Via virtual world you are less apprehended to share your ideas, opinions and are able to communicate at ease with a perfect stranger which in real world would have been paranoid to speak upon. Sharing of similarities and differences over an issue can happen very easily which may culminate into the likeness for the other person. A strong sense of connection may also be felt at times but that does not equate with the feeling of love. Though Love being a subjective topic needs to be understood and felt in reality not on the keyboaord, screen or a cellphone. Confusing, Time being attraction with Love is utter hallucination. That is the reason many virtual love are unable to sustain the reality shock.
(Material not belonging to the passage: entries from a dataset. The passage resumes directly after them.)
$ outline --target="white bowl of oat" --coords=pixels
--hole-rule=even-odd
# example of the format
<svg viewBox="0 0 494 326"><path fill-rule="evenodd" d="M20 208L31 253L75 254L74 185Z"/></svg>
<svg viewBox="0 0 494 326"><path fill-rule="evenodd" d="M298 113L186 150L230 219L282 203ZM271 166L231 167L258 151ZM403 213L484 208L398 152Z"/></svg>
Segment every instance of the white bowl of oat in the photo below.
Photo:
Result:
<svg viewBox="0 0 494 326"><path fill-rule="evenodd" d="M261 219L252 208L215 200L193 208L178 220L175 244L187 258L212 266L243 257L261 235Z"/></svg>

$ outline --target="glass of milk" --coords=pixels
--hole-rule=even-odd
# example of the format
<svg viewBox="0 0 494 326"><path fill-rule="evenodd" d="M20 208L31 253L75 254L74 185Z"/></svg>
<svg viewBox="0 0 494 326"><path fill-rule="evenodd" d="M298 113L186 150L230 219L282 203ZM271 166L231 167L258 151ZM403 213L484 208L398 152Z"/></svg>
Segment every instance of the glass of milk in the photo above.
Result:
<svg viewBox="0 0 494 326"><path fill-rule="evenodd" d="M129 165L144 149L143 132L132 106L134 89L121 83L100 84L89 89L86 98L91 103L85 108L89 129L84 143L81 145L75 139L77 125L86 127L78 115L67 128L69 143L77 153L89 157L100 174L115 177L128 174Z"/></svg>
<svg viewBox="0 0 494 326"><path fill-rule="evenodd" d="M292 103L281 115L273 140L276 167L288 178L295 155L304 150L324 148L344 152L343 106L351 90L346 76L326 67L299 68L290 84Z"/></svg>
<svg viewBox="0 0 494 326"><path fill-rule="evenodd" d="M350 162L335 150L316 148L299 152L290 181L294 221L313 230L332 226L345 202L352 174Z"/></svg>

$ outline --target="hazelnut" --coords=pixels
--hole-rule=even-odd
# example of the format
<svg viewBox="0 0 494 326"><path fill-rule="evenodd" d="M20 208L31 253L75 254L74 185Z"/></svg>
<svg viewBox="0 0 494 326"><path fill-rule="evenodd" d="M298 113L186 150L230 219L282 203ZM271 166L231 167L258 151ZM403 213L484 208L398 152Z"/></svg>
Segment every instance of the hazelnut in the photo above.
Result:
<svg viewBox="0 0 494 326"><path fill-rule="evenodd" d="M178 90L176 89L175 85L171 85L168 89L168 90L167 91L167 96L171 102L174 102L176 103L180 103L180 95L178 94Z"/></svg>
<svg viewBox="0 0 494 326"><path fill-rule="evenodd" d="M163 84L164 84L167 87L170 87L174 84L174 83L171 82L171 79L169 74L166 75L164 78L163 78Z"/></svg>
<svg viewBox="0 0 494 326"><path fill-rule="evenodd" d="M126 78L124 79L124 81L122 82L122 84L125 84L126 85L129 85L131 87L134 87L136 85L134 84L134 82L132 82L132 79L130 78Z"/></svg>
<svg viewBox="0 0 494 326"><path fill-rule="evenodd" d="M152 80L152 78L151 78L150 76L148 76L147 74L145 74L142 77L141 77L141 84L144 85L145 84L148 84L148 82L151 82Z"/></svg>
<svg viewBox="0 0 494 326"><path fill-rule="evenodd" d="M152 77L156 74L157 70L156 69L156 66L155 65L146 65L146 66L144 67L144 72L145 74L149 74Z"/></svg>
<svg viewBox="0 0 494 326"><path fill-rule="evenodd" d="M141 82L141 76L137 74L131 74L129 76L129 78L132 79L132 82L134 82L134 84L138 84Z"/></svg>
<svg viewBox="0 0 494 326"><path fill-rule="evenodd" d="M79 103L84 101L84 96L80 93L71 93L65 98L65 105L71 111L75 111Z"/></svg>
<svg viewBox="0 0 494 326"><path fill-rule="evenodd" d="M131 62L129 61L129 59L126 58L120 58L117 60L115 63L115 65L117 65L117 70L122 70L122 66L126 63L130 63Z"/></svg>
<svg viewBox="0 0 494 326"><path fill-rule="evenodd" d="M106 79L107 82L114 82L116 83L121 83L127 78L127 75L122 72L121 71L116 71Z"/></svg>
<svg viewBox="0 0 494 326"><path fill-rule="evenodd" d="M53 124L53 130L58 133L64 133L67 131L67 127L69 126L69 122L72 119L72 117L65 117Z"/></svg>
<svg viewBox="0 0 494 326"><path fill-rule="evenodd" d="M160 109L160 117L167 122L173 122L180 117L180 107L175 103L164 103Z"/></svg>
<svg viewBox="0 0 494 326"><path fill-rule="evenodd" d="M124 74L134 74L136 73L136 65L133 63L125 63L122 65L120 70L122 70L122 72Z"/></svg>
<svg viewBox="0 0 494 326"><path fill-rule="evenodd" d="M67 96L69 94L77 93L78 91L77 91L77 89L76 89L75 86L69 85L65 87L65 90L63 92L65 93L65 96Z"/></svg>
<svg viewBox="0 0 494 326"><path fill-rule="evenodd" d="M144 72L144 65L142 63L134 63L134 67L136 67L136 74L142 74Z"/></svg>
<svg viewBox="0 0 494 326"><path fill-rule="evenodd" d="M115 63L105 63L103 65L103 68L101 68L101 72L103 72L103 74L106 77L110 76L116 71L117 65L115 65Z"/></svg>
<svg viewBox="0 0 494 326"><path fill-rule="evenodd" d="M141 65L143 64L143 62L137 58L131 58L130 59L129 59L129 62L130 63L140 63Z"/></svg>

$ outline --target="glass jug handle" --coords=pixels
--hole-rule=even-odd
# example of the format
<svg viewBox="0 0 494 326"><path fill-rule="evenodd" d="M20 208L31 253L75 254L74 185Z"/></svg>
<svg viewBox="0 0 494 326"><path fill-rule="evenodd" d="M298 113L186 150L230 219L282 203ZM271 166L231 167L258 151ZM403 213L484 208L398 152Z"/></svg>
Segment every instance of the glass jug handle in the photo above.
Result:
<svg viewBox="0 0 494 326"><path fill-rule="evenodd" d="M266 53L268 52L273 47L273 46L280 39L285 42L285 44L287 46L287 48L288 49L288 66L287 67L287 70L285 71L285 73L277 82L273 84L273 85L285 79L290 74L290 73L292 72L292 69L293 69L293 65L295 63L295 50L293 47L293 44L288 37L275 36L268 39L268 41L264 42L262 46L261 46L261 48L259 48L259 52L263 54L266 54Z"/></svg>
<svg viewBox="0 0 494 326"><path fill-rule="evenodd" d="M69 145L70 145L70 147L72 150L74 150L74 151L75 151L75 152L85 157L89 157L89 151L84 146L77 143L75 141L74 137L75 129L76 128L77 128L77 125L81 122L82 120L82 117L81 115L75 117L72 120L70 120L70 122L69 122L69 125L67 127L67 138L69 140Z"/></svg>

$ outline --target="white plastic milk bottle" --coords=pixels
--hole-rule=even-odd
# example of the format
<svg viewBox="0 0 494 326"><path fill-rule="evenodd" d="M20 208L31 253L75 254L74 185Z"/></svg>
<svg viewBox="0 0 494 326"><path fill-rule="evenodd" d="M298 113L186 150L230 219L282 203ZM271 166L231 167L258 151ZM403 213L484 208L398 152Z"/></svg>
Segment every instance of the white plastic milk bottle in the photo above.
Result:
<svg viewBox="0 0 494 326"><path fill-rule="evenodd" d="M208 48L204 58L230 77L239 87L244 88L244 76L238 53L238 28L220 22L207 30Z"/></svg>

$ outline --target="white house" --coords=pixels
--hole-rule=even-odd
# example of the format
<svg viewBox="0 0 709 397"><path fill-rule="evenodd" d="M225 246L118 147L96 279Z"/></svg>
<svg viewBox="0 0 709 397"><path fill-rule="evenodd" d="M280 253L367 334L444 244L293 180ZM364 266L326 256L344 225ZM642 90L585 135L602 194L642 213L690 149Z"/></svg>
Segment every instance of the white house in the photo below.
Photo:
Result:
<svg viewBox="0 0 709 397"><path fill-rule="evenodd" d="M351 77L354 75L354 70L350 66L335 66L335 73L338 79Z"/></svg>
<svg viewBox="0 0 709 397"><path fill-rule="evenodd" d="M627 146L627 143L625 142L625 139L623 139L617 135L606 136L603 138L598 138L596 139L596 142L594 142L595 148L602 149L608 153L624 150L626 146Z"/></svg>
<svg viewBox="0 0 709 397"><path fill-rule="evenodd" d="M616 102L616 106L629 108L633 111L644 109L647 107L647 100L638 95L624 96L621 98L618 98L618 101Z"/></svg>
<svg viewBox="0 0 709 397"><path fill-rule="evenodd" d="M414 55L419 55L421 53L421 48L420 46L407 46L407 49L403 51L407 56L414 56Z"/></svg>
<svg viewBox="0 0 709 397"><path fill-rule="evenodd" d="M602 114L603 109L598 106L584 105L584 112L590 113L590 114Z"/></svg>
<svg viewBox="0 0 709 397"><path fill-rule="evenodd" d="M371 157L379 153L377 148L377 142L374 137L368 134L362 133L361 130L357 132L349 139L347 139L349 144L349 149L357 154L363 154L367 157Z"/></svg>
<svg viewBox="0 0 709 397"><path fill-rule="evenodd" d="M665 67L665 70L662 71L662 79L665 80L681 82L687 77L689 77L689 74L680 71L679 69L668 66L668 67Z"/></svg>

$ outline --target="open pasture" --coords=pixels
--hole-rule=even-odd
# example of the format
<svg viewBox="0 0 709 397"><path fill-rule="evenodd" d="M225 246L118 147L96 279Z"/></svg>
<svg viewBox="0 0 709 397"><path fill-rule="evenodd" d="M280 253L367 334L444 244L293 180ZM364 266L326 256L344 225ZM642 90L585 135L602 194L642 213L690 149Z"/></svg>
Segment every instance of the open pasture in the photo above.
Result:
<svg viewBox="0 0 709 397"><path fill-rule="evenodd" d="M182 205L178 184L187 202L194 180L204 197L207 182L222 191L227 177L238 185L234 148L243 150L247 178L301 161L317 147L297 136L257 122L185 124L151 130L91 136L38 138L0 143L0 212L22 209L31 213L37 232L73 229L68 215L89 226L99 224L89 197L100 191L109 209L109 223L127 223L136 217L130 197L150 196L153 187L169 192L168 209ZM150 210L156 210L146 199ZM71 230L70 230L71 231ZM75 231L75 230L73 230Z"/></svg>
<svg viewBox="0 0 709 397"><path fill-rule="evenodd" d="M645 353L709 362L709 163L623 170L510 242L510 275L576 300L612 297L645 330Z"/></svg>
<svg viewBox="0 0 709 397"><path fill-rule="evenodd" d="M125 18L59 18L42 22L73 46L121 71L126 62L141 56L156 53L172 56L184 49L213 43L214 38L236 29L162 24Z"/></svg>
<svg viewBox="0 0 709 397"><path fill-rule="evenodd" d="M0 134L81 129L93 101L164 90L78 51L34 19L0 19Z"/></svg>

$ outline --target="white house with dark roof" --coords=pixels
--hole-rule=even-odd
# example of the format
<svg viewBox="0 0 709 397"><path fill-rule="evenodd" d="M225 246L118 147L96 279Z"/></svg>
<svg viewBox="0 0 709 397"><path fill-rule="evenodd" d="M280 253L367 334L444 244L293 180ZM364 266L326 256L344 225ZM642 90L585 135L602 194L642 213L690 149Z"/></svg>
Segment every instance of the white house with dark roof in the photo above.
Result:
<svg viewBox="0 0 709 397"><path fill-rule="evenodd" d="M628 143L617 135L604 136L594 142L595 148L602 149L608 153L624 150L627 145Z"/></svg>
How can real expectation, durability of the relationship can be conveyed through an internet cable or a wireless cellphone? Face to face communication and physical presence are the foreground on which love thrives, survives and surpass the test of time.




Love over internet possible?

- Is the virtual love able to stand the test of time?
- Long distance and virtual relationship. Is trust possible?
- Virtual love is able to overcome high expectations or standards set by an online personality?
- Is every personality visible and could be judged feasibly?
- Does such a love is able to come to terms with the reality of physical imperfections and deficiencies?
- What if the person does not come across like the way you have perceived online? Is overlooking those shortcomings possible?
- The most important and crucial question –Is it safe?


The side effect of love in times of internet can be seen today among the educated class mostly. Cyber-crime and Cyber-bullying are rampant. The virtual world ignites the suppressed juvenile behaviour. No fear of getting caught and eloping after committing the hideous sinful crime adds up to their encouragement. In few cases, the imposter thinks its okay to involve into mischief like this because they have seen their peers boasting about the misuse. Incidence like these cannot be curbed completely because world wide web is a huge platform and scanning each and every activity happening is impossible. Stringent laws would also not help to threaten these conmen. The only feasible option available is to be alert and wise enough to hear the knock of crime on your virtual window. Know the intention, before you commit to them for their love or even for their friendship. Judge them carefully and if possible avoid getting into romantic relations through internet. Because it is better to be single and without love than to be lied, cheated upon and then dumped as a thrash. Love is more of an action and not just flowery words.